The primary reason for this change was approaching them even now, running down the stairs with a hand skimming over the oak bannister, her red hair loose about her shoulders like a girl's. The Princess Tatiana called out gaily, "John! Just in time for my party. Come see what I mean to do to the ballroom."

Devlyn smiled sympathetically and murmuring, "Better you than I," headed back to his refuge on the balcony.

But this was, after all, what John had been waiting for, a chance to get the princess alone.

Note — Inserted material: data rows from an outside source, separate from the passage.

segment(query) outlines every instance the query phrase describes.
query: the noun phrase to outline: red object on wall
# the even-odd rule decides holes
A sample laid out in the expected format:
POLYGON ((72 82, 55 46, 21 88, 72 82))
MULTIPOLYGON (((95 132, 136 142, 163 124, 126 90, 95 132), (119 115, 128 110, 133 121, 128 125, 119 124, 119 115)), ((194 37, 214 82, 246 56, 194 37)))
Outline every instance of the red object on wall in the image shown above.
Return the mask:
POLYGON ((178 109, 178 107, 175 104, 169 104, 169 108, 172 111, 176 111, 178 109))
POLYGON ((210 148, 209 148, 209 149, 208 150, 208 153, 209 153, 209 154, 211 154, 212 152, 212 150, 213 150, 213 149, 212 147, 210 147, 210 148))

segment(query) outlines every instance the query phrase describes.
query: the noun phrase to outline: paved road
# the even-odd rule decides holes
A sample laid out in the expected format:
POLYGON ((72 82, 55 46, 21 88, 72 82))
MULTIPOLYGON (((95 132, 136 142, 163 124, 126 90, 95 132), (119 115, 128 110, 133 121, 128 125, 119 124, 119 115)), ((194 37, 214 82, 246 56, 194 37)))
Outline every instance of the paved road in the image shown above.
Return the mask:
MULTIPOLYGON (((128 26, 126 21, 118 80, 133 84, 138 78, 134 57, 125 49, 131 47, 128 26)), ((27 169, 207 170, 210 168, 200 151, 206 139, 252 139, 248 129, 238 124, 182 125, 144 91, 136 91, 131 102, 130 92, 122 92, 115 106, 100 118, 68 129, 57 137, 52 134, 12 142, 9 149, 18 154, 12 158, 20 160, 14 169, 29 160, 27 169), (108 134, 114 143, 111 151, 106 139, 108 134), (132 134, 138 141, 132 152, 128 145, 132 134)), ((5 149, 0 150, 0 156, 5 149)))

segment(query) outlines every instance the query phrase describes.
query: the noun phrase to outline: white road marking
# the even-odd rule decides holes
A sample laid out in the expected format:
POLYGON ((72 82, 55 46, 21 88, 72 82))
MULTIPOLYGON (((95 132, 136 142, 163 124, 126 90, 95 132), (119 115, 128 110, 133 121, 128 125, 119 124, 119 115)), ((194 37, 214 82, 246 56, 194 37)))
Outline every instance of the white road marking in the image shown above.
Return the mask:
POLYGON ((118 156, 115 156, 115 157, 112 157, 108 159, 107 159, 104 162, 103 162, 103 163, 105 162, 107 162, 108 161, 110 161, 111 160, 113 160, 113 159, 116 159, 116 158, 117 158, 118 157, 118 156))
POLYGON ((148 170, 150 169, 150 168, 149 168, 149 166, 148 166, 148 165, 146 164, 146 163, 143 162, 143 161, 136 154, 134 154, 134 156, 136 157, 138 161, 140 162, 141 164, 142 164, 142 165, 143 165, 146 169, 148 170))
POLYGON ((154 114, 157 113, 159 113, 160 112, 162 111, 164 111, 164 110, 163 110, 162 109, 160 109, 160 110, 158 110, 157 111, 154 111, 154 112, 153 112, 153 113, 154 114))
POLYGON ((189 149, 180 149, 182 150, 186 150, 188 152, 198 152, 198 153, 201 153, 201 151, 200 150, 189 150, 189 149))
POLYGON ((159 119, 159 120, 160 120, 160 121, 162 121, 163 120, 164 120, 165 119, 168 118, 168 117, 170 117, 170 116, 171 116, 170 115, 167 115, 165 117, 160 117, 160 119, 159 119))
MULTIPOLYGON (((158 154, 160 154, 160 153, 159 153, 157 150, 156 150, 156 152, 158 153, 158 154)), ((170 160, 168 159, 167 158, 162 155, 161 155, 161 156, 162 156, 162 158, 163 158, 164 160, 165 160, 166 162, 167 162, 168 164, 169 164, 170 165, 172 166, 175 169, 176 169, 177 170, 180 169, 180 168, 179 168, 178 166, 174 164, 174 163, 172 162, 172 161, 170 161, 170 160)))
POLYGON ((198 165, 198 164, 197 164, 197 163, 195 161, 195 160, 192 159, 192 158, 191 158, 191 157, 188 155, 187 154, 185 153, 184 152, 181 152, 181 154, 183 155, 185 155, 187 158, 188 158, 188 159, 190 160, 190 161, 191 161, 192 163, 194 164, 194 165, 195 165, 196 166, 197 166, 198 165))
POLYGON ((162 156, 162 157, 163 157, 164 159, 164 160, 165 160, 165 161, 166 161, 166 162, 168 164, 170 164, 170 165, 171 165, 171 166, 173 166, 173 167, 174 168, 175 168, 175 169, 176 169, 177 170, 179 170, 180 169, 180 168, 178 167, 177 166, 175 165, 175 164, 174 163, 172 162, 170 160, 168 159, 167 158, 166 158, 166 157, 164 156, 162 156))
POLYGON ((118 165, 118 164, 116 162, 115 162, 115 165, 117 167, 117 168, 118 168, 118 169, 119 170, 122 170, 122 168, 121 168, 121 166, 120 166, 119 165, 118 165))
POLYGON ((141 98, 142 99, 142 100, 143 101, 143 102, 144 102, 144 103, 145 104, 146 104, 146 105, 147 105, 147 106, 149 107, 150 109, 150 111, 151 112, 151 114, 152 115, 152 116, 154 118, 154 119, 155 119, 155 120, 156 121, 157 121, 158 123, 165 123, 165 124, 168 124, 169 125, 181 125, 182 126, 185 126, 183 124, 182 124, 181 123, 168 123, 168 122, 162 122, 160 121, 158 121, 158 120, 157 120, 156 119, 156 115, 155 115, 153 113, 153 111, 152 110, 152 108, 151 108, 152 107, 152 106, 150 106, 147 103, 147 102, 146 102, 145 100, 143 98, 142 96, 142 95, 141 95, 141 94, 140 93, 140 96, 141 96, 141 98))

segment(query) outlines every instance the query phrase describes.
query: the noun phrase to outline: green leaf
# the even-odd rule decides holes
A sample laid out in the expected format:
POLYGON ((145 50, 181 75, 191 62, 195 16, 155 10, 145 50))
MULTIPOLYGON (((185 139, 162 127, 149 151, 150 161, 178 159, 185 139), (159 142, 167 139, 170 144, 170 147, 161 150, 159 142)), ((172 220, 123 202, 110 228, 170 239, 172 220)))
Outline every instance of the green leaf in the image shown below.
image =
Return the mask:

Between them was none of the complexity that characterized his relationship with Devlyn. From the first, when the Russian princess had boarded his sloop for her secret voyage to England, they had been something akin to friends. She had the same ease that made her cousin the Regent an unexpectedly good companion: She noticed no one's class but her own, treating everyone with equal, imperial charm. John liked that, and liked her, and in this, as in most things, he would do her bidding.

"I'm no expert on decorating ballrooms, God forbid. But I will walk with you there."

So he let her bear him away to the empty space at the back of the Keep where he and Devlyn used to skate in their stockinged feet. Unlike the rest of the house, this austere room had resisted Tatiana's efforts to make it comfortable. It was so cavernous that their footsteps echoed like gunshots against the panelled walls, and they had to speak softly to keep their conversation from resonating. The sun through the tall windows glanced off the marble floor, but the light brought with it no heat. Even in his coat, John was shivering from the chill that rose from the stone.

But Tatiana was of a hardier race, and though her muslin gown was insubstantial, she never noticed that she had left her shawl behind. She stood bare-armed in the middle of the room and gestured around, proposing to make the cavern a romantic wonderworld via a crimson silk ceiling drape and a fountain of champagne.

She spoke with that gallant optimism that never failed to charm John. But he was a realist, and could calculate to a shilling or so how much a ceiling of silk would cost. "At this rate, your highness, there will be little profit left for your school."

"I was hoping," she said, giving him a sidelong glance, "to meet that friend of yours, and persuade him to give me a good price on French champagne."